Cognitieve gedragstherapie (CGT) bij burnout en stress
Bij cognitieve gedragstherapie probeer je stress te verminderen door de draaglast te verminderen of het vermogen om met stress om te gaan te verbeteren. Het verminderen van de stressoren is een lastige taak omdat mensen deze meestal niet onder controle hebben. Over het algemeen hebben mensen vaak geen beslissende invloed op externe factoren zoals de werkdruk, collega’s en onderlinge verhoudingen. Bij burnout zijn veel oorzaken gerelateerd aan de organisatiestructuur, cultuur, waarden, werksituatie en werkinhoud. Stress moet gezien worden in de context van de organisatie en niet als een individueel probleem.
Desalniettemin ligt er ook een taak voor het individu. Mensen kunnen ervoor zorgen dat ze stressbestendiger worden en de kans op een burnout zo verkleinen.
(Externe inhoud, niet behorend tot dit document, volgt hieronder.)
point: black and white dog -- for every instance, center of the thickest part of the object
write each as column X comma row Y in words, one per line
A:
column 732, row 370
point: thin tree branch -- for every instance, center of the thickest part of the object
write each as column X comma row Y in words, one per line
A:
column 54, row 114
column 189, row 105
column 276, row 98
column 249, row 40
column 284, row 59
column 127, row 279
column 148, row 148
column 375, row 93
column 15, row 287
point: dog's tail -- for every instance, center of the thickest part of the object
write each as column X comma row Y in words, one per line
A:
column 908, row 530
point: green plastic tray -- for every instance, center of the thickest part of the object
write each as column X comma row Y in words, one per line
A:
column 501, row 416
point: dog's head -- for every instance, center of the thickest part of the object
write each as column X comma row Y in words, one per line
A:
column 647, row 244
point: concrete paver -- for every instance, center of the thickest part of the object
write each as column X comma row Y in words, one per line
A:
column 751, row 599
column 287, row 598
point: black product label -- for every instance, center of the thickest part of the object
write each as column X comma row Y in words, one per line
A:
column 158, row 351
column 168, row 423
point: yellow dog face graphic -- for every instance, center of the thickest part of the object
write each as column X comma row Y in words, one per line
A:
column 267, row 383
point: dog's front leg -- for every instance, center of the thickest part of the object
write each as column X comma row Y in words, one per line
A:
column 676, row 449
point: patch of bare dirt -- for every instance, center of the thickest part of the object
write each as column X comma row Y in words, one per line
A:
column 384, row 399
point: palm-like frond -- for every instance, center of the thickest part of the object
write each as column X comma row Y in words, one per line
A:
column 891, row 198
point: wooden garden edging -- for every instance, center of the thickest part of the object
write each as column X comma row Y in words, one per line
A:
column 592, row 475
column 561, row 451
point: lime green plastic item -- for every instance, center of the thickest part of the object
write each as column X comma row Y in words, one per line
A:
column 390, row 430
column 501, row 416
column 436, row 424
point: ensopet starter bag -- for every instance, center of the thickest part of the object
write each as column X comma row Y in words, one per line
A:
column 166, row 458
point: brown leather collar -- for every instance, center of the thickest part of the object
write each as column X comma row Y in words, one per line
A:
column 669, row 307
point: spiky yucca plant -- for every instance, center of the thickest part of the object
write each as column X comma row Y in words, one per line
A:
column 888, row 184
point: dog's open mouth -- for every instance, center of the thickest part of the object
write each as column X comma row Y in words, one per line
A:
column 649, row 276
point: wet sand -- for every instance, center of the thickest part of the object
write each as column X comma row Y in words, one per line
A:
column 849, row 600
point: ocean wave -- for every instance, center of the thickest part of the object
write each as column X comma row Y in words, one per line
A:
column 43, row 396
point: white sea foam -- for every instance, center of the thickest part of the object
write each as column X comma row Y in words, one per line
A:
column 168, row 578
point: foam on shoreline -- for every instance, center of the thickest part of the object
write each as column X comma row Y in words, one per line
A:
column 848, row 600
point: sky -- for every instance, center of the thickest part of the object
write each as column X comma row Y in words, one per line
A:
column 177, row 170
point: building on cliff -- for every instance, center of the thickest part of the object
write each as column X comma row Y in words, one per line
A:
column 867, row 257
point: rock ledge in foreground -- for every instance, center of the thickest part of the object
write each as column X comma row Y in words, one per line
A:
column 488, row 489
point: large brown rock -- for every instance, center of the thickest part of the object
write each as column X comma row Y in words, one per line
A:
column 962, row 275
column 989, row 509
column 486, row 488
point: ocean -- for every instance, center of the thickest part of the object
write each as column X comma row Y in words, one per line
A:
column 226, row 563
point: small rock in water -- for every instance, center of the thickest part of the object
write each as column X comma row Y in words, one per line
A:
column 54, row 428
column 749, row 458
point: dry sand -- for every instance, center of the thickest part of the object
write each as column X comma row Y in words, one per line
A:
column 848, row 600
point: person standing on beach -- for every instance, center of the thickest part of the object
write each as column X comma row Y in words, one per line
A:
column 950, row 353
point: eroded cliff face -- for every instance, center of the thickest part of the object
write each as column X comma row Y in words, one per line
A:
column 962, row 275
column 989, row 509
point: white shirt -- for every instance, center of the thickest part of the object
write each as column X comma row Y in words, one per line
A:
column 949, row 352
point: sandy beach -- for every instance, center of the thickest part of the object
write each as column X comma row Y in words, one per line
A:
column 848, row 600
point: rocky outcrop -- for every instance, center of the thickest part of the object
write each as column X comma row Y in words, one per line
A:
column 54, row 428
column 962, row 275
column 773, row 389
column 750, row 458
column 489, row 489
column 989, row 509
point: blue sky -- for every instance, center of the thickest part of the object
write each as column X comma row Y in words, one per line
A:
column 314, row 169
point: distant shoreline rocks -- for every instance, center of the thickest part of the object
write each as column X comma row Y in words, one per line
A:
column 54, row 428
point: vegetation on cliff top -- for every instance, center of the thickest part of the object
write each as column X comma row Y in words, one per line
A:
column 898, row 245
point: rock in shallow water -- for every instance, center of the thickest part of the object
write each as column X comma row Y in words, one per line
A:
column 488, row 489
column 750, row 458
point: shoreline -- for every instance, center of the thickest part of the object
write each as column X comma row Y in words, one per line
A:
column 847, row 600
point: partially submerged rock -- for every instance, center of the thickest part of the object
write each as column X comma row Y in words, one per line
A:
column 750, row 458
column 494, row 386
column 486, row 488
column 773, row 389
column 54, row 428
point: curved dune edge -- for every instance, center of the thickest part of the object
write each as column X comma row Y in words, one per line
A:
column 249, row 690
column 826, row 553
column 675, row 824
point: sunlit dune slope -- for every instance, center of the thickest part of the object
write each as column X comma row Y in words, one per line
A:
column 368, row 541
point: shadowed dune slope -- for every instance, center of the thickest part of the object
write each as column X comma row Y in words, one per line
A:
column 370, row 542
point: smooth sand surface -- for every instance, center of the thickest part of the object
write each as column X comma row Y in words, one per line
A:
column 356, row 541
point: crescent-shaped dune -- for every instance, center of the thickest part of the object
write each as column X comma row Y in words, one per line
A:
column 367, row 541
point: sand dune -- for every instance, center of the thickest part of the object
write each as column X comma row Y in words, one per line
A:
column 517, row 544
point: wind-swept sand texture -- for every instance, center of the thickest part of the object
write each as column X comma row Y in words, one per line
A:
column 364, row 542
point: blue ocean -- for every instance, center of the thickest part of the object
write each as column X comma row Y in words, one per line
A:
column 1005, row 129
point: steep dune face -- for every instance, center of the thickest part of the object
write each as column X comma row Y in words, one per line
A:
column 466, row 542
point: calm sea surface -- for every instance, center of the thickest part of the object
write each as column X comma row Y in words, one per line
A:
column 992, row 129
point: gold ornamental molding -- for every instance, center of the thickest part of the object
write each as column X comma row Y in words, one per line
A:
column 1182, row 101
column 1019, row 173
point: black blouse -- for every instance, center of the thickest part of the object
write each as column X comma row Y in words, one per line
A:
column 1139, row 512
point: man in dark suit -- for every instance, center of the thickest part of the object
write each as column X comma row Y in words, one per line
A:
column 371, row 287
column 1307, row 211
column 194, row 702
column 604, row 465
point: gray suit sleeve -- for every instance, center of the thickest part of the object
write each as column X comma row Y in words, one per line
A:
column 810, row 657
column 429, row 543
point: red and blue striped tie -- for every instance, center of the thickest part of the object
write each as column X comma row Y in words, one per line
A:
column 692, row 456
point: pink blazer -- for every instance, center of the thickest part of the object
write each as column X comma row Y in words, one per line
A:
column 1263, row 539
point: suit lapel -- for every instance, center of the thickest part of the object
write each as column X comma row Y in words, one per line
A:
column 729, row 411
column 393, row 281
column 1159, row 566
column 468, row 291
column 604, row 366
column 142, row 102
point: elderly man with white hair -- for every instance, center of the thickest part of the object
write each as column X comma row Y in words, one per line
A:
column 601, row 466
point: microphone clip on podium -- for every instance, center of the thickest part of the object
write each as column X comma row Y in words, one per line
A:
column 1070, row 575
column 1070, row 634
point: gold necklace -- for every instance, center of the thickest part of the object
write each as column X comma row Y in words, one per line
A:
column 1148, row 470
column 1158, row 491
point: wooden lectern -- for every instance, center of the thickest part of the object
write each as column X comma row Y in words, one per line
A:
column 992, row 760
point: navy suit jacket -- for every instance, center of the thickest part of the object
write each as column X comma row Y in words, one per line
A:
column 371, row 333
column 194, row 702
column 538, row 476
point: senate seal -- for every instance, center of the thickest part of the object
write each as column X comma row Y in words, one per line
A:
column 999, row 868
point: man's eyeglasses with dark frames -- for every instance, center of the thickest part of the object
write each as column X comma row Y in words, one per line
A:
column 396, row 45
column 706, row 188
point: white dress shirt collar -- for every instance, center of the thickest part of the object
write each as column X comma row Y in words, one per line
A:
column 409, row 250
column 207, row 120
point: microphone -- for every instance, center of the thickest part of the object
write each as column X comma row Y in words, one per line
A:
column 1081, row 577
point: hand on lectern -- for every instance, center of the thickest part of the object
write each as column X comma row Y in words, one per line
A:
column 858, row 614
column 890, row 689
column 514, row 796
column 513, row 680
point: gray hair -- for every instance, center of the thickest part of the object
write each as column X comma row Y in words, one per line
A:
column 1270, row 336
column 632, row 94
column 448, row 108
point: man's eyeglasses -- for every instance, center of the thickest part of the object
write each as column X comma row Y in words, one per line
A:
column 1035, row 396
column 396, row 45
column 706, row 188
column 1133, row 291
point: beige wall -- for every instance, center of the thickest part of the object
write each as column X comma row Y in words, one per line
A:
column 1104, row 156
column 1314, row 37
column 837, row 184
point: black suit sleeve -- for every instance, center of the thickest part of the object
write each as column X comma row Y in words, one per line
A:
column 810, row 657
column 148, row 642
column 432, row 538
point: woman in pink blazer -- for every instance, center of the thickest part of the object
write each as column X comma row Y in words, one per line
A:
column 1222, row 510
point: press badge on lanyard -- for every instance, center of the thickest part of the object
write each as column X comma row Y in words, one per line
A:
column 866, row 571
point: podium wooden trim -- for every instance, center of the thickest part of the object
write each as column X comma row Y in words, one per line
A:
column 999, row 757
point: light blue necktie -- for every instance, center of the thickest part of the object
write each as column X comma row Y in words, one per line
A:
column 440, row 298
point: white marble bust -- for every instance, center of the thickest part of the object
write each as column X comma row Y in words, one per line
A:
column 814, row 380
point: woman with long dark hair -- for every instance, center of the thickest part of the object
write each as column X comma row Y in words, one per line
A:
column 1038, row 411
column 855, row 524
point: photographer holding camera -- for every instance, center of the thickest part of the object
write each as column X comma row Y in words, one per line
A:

Goede voeding, regelmatig lichamelijke inspanning, tijd voor rust, ontspanning en sociale activiteit, verkleinen van de dagelijkse draaglast, hulpbronnen inschakelen zijn hierbij natuurlijke ‘inkoppers’.
Cognitieve gedragstherapie is een effectief gebleken en veelal toegepaste behandelmethode bij burnout. De behandeling begint met een uitgebreide analyse van de veroorzakende en in stand houdende factoren van een burnout.
Cognitieve therapie bij burnout bestaat o.a. uit:
weer leren relativeren, geleidelijke reactivatie (in- en ontspanning beter combineren), tijdsmanagement, leren prioriteiten stellen, vergroten assertiviteit, ontspanningsoefeningen, weer creëren van plezierige activiteiten, leren anders met stress omgaan, leren minder te piekeren e.d.